Fortschritt durch Reduktion
Neuntausend Kilometer haben Milch, Früchte und Plastik zurückgelegt, bevor ein Becher Yoghurt im Kühlschrank angekommen ist. "Le Monde" hat die Zahl kürzlich veröffentlicht. Kartoffeln werden zum Waschen kreuz und quer durch Europa gekarrt, Mineralwasser ist Hunderte von Kilometern von A nach B und von B nach A unterwegs. Wir haben keinerlei Zweifel, dass das ein absoluter Unsinn ist. Trotzdem geht es munter so weiter.
Die Gründe für diese verkehrte Entwicklung liegen auf dem Tisch. Das globale Handeln kennt keine Schranken. Wenn die Belegschaft bei Volkswagen nicht mehr Wochenstunden ohne Lohnausgleich arbeitet, wird die Produktion in die Slowakei ausgelagert. Die Wirtschaftsführer verhalten sich wie Condottieri. Je globaler sie denken, desto räuberischer und zerstörerischer handeln sie und desto mehr steigen notabene die Gewinne.

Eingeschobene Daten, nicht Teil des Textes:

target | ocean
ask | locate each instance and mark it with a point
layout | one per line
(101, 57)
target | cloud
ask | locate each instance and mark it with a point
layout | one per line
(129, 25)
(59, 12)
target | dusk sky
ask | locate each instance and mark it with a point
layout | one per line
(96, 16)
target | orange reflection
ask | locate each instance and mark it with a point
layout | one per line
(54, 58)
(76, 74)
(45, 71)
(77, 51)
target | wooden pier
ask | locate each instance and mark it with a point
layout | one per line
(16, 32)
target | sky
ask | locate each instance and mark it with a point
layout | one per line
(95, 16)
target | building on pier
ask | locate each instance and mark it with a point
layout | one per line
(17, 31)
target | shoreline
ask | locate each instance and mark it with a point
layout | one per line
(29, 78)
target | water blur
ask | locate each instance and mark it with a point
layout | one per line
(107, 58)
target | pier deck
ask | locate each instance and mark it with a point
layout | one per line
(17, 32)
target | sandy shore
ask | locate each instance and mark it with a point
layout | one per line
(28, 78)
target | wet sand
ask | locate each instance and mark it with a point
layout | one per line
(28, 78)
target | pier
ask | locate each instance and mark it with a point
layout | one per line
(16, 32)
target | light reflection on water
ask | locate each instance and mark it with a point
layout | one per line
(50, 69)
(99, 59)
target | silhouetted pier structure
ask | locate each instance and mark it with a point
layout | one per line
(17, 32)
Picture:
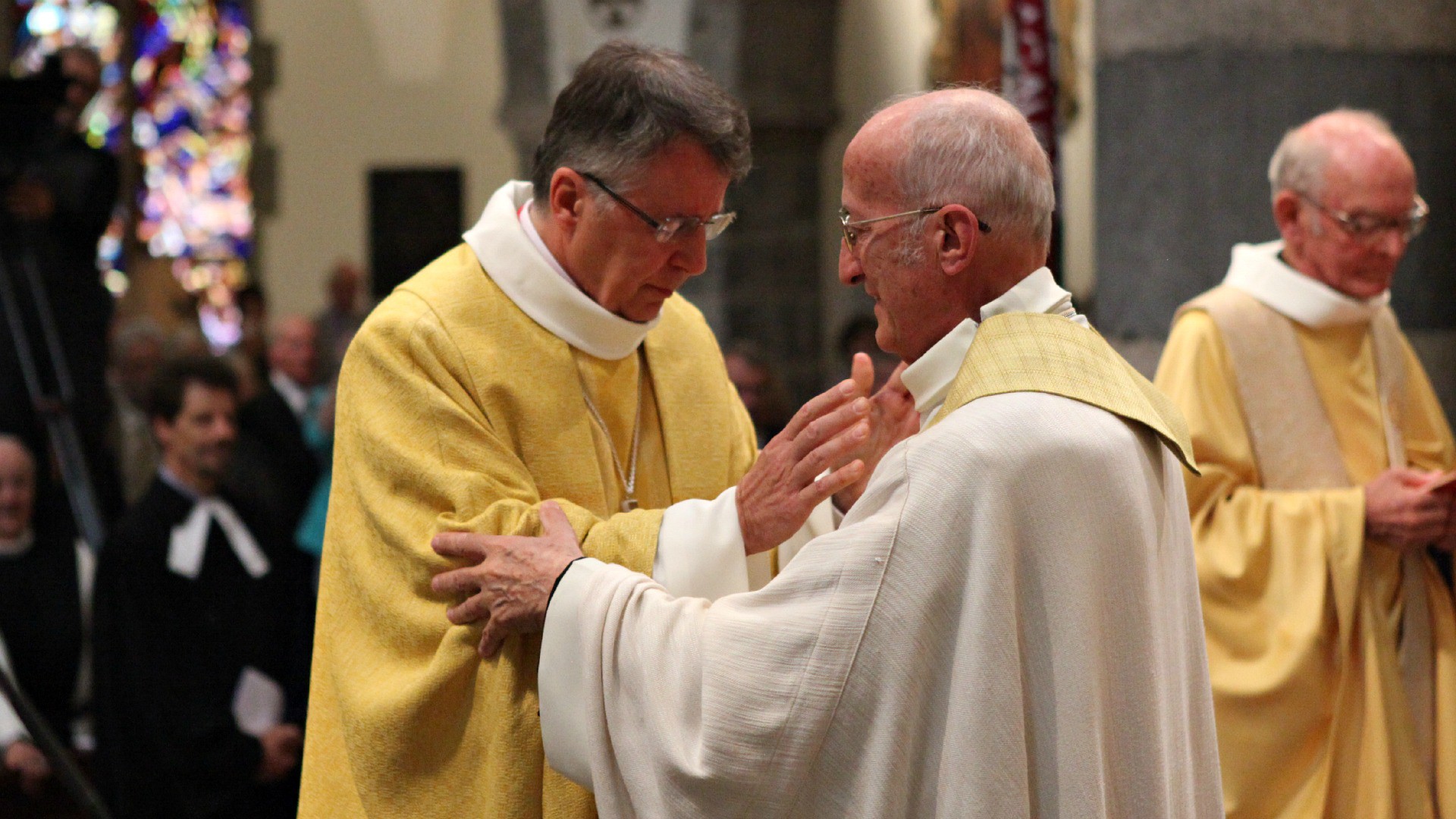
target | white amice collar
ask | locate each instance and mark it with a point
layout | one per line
(549, 299)
(17, 547)
(930, 376)
(1258, 271)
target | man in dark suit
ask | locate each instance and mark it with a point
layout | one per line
(204, 620)
(275, 468)
(46, 582)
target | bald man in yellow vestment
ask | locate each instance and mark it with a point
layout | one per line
(1331, 635)
(545, 359)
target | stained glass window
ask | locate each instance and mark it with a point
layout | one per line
(193, 129)
(191, 126)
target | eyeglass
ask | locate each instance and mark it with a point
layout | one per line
(1366, 228)
(674, 226)
(852, 228)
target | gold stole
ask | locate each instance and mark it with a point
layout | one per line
(1294, 447)
(1053, 354)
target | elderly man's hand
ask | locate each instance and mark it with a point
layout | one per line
(1401, 512)
(805, 464)
(892, 420)
(509, 577)
(27, 761)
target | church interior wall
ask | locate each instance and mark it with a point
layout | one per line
(360, 85)
(1191, 102)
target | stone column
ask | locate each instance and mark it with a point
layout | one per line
(1193, 98)
(786, 77)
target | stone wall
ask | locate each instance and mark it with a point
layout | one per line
(1191, 101)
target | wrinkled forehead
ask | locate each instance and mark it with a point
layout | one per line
(870, 172)
(1370, 171)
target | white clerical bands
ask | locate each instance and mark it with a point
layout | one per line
(190, 539)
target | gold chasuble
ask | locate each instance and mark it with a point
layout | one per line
(457, 411)
(1332, 659)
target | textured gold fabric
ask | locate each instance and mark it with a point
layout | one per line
(457, 411)
(1049, 353)
(1302, 615)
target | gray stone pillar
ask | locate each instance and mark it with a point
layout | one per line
(1191, 101)
(774, 290)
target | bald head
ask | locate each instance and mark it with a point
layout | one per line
(1341, 142)
(948, 199)
(17, 487)
(293, 349)
(1345, 200)
(965, 146)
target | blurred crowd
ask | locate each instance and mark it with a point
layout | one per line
(146, 649)
(142, 662)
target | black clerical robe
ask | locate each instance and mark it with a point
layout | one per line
(171, 654)
(41, 623)
(274, 466)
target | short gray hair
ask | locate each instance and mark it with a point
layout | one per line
(133, 333)
(625, 104)
(1301, 159)
(962, 150)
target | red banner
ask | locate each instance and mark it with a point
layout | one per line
(1036, 91)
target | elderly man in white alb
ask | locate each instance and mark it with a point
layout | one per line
(1005, 624)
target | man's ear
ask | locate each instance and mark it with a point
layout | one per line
(568, 196)
(1286, 213)
(957, 238)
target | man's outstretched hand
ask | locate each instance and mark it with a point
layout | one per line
(892, 420)
(802, 466)
(507, 579)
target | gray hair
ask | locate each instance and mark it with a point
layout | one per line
(1301, 159)
(136, 333)
(625, 104)
(962, 150)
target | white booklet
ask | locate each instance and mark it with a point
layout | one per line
(256, 703)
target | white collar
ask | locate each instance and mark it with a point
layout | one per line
(293, 394)
(171, 479)
(529, 226)
(930, 376)
(18, 545)
(1258, 271)
(552, 300)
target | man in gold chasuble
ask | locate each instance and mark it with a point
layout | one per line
(1331, 637)
(548, 357)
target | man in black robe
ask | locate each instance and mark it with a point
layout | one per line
(274, 465)
(57, 194)
(44, 577)
(204, 617)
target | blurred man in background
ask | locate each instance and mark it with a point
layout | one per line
(1331, 635)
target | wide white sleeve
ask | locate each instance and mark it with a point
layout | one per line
(701, 553)
(670, 706)
(11, 725)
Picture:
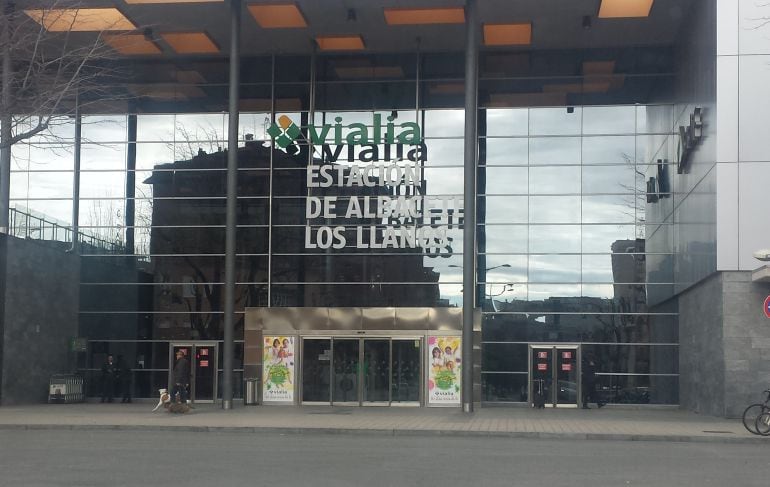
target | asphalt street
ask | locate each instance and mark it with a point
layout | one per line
(135, 458)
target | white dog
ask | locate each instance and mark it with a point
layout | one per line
(165, 399)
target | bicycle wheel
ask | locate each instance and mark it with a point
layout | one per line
(762, 424)
(750, 416)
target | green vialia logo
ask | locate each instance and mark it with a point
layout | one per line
(285, 133)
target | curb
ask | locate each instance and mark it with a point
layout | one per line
(391, 432)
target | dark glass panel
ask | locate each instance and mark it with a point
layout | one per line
(287, 68)
(366, 295)
(206, 240)
(503, 180)
(603, 238)
(618, 150)
(504, 357)
(554, 180)
(503, 238)
(293, 239)
(621, 389)
(555, 121)
(545, 151)
(554, 268)
(608, 179)
(620, 209)
(554, 209)
(554, 239)
(504, 387)
(406, 371)
(316, 370)
(504, 152)
(634, 359)
(362, 269)
(445, 123)
(609, 120)
(506, 122)
(610, 328)
(352, 96)
(504, 209)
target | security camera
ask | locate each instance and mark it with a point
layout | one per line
(763, 255)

In Südspanien boomt die Gemüseproduktion, aber das Grundwasser geht zurück. Das Eis der Polarkappen schmilzt, Überschwemmungen nehmen immer ärgere Formen an, die Berge stürzen auf die Strassen und blockieren den Verkehr. Gleichzeitig schreitet, fast paradoxerweise, die Desertifikation, die eine richtige Verwüstung ist, voran. Klimawandel und Treibhauseffekt lassen sich nur unter enormen intellektuellen Verrenkungen verdrängen. Walfangverbote werden übergangen (unter anderem von Norwegen) und mit Forschungszwecken begründet, Gifte im Trinkwasser neuerdings als "Fremdstoffe" bezeichnet, die Regenwälder des Amazonas vernichtet, um Soja anzubauen. Es wird als Tierfutter zur Fleischproduktion für die Reichen und Satten gebraucht.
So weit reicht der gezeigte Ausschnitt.